Brian Fetting with the core of Rush Recycling’s production team, Albert Gwaza and Sibusiso Nkqayi, at the company’s plant in Wadeville

Rush Recycling separates aluminum from ABS, HIPS

RUSH Recycling, which specializes in the separation of aluminium foil from thermoformed plastic sheeting, has put its plant into operation in a venture that has the potential to be a first for South Africa.

Based in Wadeville, Johannesburg, Rush is a startup venture by Brian Fetting which is recycling material which up until now has gone to landfill in bulk. It is processing high-impact polystyrene (HIPS) and ABS production scrap from a number of Gauteng dairy container manufacturers and separating the container material and aluminium foil using a technology that is still gathering market traction.

The process involves separating the plastic sheet from which the yoghurt or other dairy product containers are thermoformed and the aluminium foil used to seal the contents (that is to say that it is not recycling the containers themselves).

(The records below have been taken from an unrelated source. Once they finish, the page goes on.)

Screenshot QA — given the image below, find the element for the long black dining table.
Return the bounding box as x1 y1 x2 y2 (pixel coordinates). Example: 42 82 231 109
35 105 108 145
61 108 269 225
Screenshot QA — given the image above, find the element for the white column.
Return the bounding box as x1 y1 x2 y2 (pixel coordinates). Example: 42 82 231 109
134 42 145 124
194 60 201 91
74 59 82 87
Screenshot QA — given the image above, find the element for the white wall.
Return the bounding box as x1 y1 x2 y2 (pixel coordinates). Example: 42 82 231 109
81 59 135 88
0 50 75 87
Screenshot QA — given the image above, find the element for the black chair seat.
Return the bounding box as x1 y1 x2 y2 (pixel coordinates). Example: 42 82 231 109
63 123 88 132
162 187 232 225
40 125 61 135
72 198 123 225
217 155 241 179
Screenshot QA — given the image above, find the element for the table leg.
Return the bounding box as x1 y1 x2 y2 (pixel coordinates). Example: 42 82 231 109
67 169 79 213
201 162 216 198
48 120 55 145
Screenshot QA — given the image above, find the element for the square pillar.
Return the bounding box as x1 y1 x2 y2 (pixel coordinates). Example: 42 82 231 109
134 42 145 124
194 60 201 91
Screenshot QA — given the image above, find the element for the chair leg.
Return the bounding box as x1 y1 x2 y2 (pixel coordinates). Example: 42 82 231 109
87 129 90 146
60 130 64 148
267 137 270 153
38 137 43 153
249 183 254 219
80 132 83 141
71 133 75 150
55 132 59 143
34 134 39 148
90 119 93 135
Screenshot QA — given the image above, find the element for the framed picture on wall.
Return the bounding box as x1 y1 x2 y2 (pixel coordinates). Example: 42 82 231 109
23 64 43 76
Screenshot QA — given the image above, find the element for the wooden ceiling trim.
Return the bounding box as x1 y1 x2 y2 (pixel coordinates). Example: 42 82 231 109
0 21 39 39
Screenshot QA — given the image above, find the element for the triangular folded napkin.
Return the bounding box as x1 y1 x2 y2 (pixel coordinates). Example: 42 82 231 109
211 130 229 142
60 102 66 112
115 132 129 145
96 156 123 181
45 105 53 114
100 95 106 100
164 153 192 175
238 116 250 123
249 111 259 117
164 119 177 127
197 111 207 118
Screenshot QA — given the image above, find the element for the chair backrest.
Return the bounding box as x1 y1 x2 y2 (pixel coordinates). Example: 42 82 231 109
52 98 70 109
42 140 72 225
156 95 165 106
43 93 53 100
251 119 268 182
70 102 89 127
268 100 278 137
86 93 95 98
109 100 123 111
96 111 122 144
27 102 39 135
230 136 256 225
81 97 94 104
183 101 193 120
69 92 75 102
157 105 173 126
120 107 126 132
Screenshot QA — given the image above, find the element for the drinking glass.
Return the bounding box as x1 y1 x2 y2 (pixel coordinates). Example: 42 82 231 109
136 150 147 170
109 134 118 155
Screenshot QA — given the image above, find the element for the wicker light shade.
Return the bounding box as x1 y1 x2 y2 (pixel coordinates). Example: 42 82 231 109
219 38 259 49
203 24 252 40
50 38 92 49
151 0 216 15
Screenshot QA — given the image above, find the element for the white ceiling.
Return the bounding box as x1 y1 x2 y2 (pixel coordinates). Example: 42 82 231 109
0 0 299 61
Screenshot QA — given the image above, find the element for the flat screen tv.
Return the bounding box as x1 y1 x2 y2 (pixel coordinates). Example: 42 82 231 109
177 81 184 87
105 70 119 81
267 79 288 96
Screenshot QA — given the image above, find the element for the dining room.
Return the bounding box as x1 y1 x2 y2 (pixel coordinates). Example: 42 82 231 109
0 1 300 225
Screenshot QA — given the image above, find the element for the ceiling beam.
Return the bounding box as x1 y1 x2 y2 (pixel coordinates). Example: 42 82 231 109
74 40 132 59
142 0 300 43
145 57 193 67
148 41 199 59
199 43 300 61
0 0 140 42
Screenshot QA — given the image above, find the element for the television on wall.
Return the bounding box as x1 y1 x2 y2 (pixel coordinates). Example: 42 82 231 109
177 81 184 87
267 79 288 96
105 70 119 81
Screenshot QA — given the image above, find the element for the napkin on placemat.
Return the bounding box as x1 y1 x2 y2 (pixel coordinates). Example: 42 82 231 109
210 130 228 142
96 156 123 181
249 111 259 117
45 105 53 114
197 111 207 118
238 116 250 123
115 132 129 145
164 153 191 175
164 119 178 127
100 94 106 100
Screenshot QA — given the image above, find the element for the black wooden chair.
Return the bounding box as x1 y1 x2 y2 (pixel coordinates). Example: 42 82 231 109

Even though only a small portion of the total material used is actually metal, neither the production scrap or the containers themselves were being recycled for exactly the reason that the aluminium could not be separated.

The foil separation system in use was originally developed by one of the waste management groups, which had based its design on similar models used in Europe and the Far East. A fairly substantial quantity of the substrate material (foil heat-sealed on to HIPS or ABS) had been built up at the waste business’s yard, but after the separation system processed the 30 tons surprisingly quickly, the machine was left to gather dust.

That was where Fetting entered the picture. Having spent his career to date in plastic container production, mainly of larger sizes, Fetting had been obligated to start again. He founded Rush Recycling, as an offshoot of his daughter Robyn’s, Rush Design business, in October 2019 … just in time for the new business’s growth pangs to run into the Covid-19 induced economic contraction, a dismal time for any new venture.

But besides Rush’s committed staff, Fetting’s advantage has been the fact that he is familiar with the polymers at play in the container manufacturing process, and specifically their behaviour in relation to metal.

The machine employed was designed by Joburg injection moulding fundi Karl Seidel and built in China. According to Fetting, the system can separate ABS or HIPS from aluminium foil as well as paper from metal foil. If successful, and the pointers at this stage suggest that this will be the case; the technology will fill an important market need (large volumes of plastic containers are not being recycled as the metal component prevents processing).

The company at first operated from the East Rand but moved to Wadeville in mid-2020 to be closer to its customers, which are essentially dairy businesses and potentially other plastic convertors which supply the dairy sector, or for that matter any manufacturer processing polymers which are sealed to metal substrates. The technology operates optimally where the polymer and metal are joined by heat sealing, but Rush has also trialled substrates where the foil is attached by adhesive unsuccessfully, and one of the goals presently is to overcome this challenge too.

At this stage Fetting is involved in extending Rush’s footprint and improving efficiencies so it can push greater volumes through. Plans are underway to secure materials used in pharmaceutical packaging (blister packs, ointment tubes, etc) and aluminium coffee pods. It is selling the resulting materials – the recycled polymer materials and metal fraction – into a variety of surprising applications.